Its influence is global.

DeepSeek R1's early-year release, using an open-source approach, achieved performance on par with or even surpassing OpenAI's top products at a mere few million dollars in R&D cost, shocking the industry. Meta's GenAI department executives earn salaries exceeding $1 million annually.

This move even forced OpenAI, dormant for years, to reintroduce open-source weighted models.

DeepSeek has changed the game.

Now, it's time for applications.

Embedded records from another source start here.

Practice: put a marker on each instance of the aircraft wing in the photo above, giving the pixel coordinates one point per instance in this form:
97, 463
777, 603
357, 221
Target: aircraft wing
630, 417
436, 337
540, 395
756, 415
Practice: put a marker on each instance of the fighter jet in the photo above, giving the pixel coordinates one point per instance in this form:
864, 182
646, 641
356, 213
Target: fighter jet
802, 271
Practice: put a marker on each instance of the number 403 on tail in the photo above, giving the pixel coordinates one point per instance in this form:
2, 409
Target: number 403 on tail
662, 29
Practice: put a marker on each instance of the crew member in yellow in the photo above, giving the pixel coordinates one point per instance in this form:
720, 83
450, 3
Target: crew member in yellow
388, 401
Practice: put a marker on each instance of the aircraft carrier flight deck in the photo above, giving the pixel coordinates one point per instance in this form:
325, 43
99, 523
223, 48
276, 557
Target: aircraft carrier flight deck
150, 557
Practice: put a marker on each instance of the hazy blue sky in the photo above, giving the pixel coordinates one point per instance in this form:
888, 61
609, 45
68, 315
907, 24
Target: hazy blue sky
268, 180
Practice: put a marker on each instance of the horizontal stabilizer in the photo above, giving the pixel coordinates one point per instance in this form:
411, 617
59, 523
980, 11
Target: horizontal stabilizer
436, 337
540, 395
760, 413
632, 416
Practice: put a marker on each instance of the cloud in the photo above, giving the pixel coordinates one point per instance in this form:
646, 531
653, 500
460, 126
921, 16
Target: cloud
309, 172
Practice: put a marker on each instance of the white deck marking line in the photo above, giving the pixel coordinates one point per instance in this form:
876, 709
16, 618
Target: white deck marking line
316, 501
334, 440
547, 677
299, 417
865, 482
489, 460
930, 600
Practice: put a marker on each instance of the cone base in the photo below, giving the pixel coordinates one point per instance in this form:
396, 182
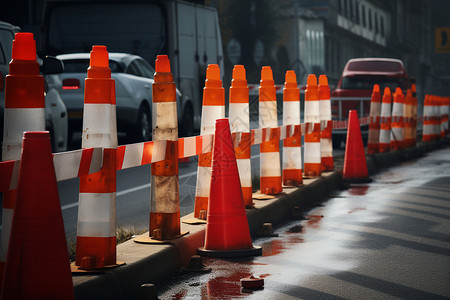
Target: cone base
76, 269
256, 250
145, 239
357, 180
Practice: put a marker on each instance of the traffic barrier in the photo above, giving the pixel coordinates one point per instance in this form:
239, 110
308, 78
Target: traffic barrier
292, 146
240, 122
270, 168
397, 122
312, 164
355, 165
165, 195
96, 230
408, 119
24, 110
373, 139
444, 116
414, 121
227, 232
213, 109
68, 165
326, 141
37, 261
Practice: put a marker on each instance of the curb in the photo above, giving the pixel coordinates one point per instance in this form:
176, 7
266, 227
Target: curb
158, 262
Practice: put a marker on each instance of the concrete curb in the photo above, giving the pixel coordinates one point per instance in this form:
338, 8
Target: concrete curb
156, 263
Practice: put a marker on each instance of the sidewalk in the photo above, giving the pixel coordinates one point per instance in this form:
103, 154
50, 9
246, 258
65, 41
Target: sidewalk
156, 263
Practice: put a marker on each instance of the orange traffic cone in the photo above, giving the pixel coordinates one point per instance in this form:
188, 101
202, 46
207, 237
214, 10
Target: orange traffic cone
37, 264
227, 232
355, 165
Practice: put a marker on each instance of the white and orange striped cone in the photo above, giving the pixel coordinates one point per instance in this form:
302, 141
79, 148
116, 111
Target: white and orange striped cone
436, 117
96, 231
427, 134
312, 160
414, 114
165, 195
397, 123
446, 112
444, 116
292, 146
24, 111
373, 139
270, 168
213, 108
385, 121
326, 132
240, 122
408, 119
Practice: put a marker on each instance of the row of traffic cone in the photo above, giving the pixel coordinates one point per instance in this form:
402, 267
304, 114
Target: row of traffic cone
392, 124
435, 117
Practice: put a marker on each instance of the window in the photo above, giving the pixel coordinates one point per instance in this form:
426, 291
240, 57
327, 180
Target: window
357, 12
376, 22
363, 14
145, 69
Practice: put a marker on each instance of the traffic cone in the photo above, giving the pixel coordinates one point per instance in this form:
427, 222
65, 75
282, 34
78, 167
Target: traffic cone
96, 228
407, 114
24, 111
414, 114
313, 164
227, 232
240, 122
326, 142
37, 265
427, 119
385, 121
374, 121
213, 108
165, 195
355, 165
292, 146
270, 168
397, 122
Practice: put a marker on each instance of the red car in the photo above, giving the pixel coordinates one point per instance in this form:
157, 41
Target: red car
354, 89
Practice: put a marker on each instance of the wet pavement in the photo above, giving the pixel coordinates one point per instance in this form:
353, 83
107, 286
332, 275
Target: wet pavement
389, 239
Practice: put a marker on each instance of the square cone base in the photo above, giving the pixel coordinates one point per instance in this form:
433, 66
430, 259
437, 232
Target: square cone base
254, 251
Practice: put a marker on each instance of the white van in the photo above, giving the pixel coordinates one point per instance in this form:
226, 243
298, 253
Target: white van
55, 110
188, 33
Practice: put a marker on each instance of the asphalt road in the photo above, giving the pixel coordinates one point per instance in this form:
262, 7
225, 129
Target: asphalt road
386, 240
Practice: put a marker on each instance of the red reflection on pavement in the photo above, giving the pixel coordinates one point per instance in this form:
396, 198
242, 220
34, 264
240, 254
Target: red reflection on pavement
358, 190
224, 287
313, 221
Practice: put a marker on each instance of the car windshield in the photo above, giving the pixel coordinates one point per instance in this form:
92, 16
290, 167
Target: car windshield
136, 28
81, 66
367, 82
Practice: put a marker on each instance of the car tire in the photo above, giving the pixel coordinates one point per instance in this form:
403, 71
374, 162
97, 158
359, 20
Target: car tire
143, 129
187, 123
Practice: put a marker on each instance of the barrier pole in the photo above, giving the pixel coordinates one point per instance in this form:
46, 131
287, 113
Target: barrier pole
292, 146
385, 121
312, 166
240, 122
96, 231
270, 168
326, 141
165, 195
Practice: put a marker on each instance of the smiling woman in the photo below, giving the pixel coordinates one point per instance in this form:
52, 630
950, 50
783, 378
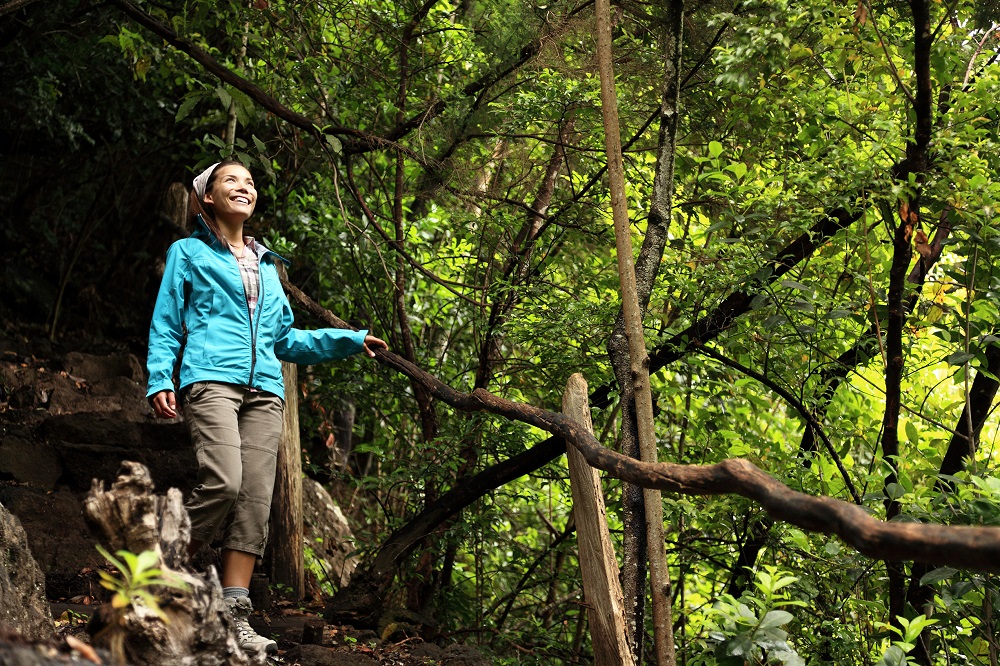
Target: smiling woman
221, 302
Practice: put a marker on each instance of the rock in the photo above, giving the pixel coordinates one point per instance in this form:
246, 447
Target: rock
427, 651
62, 543
462, 655
22, 586
26, 462
328, 534
316, 655
92, 368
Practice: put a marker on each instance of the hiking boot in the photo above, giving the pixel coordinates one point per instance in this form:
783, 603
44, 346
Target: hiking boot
249, 640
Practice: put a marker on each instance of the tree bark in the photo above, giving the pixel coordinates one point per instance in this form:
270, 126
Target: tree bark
663, 639
601, 589
193, 628
287, 541
646, 269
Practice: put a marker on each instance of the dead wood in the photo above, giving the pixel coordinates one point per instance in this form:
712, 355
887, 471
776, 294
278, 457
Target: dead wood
193, 628
958, 546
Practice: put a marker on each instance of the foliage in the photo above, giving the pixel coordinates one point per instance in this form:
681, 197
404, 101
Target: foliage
478, 241
134, 590
136, 581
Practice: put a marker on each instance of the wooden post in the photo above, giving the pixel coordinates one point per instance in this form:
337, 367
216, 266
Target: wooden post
601, 589
286, 540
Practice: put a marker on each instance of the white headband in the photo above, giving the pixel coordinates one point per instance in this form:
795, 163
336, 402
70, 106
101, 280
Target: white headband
201, 181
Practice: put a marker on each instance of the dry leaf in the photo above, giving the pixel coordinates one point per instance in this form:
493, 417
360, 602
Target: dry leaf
86, 650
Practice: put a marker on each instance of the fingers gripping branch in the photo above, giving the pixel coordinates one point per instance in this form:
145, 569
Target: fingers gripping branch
958, 546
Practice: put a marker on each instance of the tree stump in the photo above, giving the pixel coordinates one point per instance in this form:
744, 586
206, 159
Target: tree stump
194, 628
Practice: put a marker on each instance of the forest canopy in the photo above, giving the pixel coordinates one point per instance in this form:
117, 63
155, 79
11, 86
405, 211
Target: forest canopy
813, 189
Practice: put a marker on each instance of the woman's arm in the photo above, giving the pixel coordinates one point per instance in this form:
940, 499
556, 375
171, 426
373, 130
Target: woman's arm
166, 331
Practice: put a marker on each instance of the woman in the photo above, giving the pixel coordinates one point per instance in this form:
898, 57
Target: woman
222, 305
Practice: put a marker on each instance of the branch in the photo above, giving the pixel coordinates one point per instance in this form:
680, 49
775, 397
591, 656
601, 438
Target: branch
957, 546
799, 407
398, 247
13, 6
354, 140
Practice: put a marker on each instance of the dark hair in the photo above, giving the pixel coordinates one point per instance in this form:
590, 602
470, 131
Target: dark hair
198, 206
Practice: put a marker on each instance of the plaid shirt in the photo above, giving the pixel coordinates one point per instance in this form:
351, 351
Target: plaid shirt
250, 272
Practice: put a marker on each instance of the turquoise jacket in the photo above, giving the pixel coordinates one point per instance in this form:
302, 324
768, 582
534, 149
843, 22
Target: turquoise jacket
202, 293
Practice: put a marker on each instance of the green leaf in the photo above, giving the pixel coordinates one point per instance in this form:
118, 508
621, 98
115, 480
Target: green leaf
959, 358
185, 108
894, 656
937, 575
776, 619
224, 96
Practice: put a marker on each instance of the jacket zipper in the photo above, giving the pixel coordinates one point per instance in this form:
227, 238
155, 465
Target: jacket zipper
253, 331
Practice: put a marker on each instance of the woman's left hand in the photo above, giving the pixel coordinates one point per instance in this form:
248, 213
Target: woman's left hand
372, 343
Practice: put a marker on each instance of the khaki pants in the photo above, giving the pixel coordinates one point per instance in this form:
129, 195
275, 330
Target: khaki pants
235, 433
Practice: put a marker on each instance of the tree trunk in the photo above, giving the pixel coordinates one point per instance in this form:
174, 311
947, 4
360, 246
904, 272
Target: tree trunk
193, 627
601, 589
663, 641
286, 542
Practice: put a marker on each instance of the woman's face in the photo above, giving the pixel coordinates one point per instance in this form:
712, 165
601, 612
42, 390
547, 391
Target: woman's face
232, 194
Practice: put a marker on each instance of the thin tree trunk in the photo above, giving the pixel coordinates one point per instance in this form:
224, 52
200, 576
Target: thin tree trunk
663, 643
602, 592
286, 542
646, 269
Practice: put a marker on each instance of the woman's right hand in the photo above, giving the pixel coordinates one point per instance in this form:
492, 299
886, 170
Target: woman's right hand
165, 405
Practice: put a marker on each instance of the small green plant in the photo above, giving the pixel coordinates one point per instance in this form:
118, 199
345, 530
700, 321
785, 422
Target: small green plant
134, 586
137, 576
909, 634
749, 630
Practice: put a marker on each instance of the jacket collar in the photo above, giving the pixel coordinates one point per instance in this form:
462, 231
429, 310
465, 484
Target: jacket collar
202, 232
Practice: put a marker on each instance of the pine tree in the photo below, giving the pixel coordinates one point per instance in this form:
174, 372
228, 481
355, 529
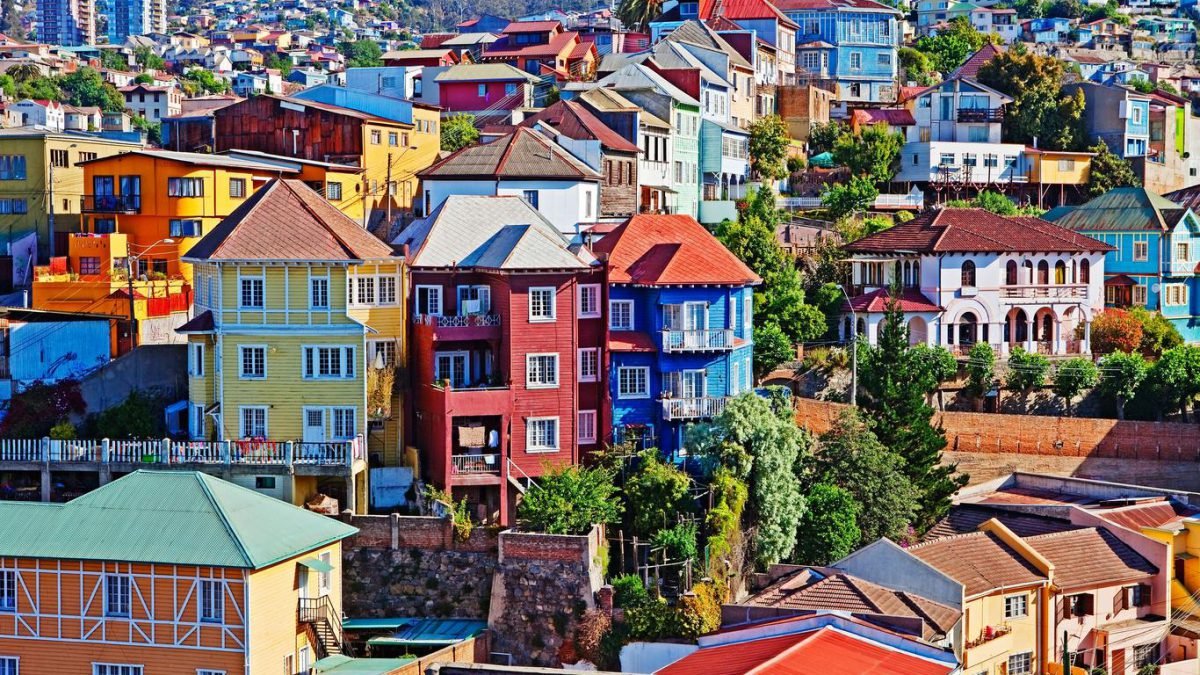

Building a complete AI ecosystem requires more than just computing power and large models; ultimate implementation needs applications.

When the market repeatedly proves that no one else can create applications matching their top-tier models, whether "patchwork" efforts like Manus or giant "artificial stupidity" products, all have failed this task.

But the industry needs a showcase—what a true AI agent should look like.

With the atmosphere reaching this fever pitch, the team that once shook the global landscape with R1 must personally bridge the "last mile" from technology to application.

Rumors suggest that alongside this revolutionary agent, the long-awaited next-gen reasoning model truly comparable to GPT-5—DeepSeek R2—is also poised for release.

Advancing on two fronts simultaneously, their ambition is clear.